Le lacrime dei bambini
Prefazione di Vittorio Monaco a Le lacrime dei bambini, 6° Quaderno Peligno di “Voci e Scrittura”
Il titolo di copertina indica il tema centrale del quaderno, il leit-motiv che lo attraversa da cima a fondo come un filo rosso e collega le varie sezioni che lo compongono in un discorso unitario e coerente. Titolo e tema derivano dalla lettura di gruppo di una pagina dei Fratelli Karamazov di Dostoëvškij: quella in cui Ivan discute col fratello Alëša della sofferenza inflitta ai bambini, considerandola la manifestazione più atroce del male. Male radicale, non nel senso politico poi analizzato da Hannah Arendt, ma in quello più comune e diffuso di violenza assurda, malvagità arbitraria, oltraggio indifferente che, nella sua dismisura, va oltre la possibilità del perdono e perciò non può essere redento. Da nessuno. Nemmeno da Dio, sostiene Ivan.
Di questo male il dolore innocente è la cifra più inquietante, ma non è l’unica, nel secolo dei totalitarismi e delle guerre mondiali, dei gulag e dei läger, dello “stridore combinato dei fili spinati della taiga siberiana e del campo di Auschwitz” (V. Grossman), di Hiroshima e Nagasaki.
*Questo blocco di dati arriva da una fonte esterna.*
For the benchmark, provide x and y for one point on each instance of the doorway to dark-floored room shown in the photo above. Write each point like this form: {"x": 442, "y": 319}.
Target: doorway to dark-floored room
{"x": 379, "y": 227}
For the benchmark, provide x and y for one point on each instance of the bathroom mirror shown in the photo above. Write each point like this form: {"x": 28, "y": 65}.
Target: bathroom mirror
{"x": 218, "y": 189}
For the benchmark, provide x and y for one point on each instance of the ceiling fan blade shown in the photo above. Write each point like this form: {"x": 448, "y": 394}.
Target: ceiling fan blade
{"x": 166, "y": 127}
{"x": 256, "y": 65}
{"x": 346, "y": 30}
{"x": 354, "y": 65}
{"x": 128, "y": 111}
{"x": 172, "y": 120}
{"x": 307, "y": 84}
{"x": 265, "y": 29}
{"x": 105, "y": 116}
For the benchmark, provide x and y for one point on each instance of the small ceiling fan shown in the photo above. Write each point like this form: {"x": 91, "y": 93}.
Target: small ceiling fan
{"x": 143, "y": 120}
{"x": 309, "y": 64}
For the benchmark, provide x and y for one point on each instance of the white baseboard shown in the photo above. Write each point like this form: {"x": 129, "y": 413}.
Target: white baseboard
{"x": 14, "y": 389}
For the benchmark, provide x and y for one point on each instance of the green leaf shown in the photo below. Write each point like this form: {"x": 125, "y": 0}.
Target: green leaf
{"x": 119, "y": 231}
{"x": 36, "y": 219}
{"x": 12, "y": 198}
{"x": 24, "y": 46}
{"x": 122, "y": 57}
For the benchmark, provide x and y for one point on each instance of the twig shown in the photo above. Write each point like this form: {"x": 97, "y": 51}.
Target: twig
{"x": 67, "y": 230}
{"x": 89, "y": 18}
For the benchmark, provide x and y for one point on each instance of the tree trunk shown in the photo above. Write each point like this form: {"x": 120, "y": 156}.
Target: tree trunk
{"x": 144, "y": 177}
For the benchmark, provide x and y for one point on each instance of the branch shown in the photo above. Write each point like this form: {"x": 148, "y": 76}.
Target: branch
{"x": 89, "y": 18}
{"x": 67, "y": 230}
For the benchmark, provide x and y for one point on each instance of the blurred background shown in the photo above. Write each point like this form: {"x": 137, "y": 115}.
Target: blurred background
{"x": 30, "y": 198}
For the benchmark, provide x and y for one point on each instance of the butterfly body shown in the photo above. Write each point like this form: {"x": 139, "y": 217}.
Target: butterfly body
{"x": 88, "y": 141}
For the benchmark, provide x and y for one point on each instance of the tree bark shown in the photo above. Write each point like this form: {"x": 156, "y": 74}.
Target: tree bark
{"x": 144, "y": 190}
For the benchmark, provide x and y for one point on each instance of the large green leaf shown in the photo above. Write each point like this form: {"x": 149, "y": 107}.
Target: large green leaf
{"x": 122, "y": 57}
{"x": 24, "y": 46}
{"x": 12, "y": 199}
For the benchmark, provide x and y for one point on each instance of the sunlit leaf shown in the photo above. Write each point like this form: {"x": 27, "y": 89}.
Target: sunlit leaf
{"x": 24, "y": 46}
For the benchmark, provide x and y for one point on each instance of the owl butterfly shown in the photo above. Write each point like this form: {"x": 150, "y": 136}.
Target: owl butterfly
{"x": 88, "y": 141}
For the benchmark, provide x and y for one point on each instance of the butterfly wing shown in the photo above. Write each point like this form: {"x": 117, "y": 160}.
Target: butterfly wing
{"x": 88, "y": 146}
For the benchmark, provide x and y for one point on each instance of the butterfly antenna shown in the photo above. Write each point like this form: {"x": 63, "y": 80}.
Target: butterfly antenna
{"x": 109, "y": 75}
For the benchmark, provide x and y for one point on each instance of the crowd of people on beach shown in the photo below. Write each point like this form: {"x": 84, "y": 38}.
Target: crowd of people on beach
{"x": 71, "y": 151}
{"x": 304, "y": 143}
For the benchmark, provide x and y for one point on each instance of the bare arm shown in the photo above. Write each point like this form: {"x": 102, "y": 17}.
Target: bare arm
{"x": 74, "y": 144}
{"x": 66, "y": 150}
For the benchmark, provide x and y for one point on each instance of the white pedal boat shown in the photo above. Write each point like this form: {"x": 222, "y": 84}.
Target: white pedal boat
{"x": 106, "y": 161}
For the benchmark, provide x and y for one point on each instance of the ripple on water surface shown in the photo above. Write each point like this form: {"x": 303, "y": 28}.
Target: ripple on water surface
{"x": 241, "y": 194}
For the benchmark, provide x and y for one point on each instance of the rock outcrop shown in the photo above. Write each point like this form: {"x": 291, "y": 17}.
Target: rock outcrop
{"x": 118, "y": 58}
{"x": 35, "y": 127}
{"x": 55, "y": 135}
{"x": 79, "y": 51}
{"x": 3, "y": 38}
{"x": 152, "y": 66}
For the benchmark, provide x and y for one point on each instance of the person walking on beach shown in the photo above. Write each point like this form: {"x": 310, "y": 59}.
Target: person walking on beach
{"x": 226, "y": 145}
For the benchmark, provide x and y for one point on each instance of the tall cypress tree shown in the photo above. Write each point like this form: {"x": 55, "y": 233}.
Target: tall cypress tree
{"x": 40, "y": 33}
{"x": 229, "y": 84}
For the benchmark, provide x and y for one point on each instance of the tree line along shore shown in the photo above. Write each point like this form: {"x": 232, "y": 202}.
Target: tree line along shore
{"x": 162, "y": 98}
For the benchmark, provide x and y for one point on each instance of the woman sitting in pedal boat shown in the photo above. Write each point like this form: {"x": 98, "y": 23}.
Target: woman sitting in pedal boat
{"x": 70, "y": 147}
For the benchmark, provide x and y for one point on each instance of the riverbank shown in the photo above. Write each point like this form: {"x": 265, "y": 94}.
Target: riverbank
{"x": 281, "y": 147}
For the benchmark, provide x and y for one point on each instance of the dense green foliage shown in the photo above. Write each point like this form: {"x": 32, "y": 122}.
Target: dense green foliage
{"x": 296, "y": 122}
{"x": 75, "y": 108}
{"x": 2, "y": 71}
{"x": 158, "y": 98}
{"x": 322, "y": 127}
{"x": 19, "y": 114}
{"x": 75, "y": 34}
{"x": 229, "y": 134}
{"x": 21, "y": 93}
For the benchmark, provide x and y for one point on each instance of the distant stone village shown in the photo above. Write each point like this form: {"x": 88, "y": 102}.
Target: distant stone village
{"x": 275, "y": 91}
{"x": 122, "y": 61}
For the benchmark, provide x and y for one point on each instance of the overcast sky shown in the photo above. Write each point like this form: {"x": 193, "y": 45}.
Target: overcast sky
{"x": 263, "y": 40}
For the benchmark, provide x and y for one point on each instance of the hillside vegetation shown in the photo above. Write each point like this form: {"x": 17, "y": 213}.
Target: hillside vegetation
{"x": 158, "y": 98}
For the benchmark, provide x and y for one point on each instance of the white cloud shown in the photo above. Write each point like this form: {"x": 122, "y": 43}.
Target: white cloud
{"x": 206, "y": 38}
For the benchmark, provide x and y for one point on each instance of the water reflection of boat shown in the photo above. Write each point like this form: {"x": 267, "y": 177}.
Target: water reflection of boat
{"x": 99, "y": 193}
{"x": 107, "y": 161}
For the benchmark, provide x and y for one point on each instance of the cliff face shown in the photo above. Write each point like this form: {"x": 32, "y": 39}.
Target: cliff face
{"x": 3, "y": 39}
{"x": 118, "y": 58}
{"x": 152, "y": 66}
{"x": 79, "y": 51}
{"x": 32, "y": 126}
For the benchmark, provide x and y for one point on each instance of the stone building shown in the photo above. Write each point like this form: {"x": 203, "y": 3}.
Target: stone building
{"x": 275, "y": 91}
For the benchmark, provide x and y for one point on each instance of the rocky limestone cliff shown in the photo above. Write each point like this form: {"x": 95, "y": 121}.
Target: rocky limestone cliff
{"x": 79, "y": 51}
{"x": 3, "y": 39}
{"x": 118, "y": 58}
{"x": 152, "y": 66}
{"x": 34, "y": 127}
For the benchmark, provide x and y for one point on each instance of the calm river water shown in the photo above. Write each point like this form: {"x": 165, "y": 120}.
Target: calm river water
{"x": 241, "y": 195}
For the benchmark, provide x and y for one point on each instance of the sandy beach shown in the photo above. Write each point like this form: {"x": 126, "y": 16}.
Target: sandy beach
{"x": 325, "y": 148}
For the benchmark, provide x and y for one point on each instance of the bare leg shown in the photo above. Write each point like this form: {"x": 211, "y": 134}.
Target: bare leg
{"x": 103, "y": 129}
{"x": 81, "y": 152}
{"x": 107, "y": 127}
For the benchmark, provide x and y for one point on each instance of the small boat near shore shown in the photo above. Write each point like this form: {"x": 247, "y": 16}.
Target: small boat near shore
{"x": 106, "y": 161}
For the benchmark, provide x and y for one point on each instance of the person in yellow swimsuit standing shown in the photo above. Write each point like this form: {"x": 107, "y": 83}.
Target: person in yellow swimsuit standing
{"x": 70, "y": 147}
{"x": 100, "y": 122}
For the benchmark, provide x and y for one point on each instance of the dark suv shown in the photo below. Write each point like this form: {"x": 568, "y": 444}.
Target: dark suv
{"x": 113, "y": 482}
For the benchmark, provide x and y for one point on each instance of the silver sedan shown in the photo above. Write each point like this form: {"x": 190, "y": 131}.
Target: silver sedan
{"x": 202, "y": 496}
E continua ad esserlo in questo scorcio iniziale del 2000, segnato da focolai di guerre grandi e piccole e da persistenti squilibri planetari che condannano alla morte per fame o ad un’esistenza stentata e marginale centinaia di milioni di uomini.
L’esplosione del male come aspetto non accidentale della fenomenologia della modernità chiama la cultura a interrogarsi sulla sua natura. In particolare, interpella la teologia: “Gli occhi che hanno visto Auschwitz e Hiroshima non potranno più contemplare Dio”, ha scritto Hemingway. Il pensiero religioso è sconcertato dalla divaricazione scandalosa tra pesanteur e grâce, tra una negatività che appare senza riscatto e le certezze tradizionali della fede.
Le ragioni di Alëša, il santo, sembrano non reggere di fronte alla lucidità analitica di quelle di Ivan, l’ateo. Tuttavia, diviso intimamente tra le opposte tesi dei suoi personaggi, Dostoëvškij, nella celebre lettera a Natalia Dmìtrievna Fronvìzine (1854), ribadiva l’estremità dell’opzione mistica: “Se qualcuno mi dimostrasse che Cristo è fuori dalla verità e fosse effettivamente vero che la verità non è in Cristo [cioè, non nell’amore, ma nel male], ebbene io preferirei restare con Cristo piuttosto che con la verità”.
La radicalità del male, nel senso che abbiamo detto, emerge con assoluta evidenza nello strazio dell’infanzia violata. Il quaderno ne dà testimonianza con pregevole scelta di testi e di immagini. Pagine d’autore e pagine più modeste, ma significative, scritte dagli amici dell’associazione “Voci e Scrittura”, si alternano a immagini fotografiche, brani musicali e quadri di pittori abruzzesi e locali, in una concertazione multimediale di poesia, pittura, fotografia e musica. La varietà dei generi di scrittura (in prosa e in versi, in lingua e in dialetto) e la diversità dei codici e dei linguaggi, conferiscono un’efficacia particolare alla comunicazione. Il messaggio è essenziale: “Si ha paura, si ha vergogna… Perché la vita è così orribile? Ne siamo colpevoli, io e te?” (Vasilij Grossmman).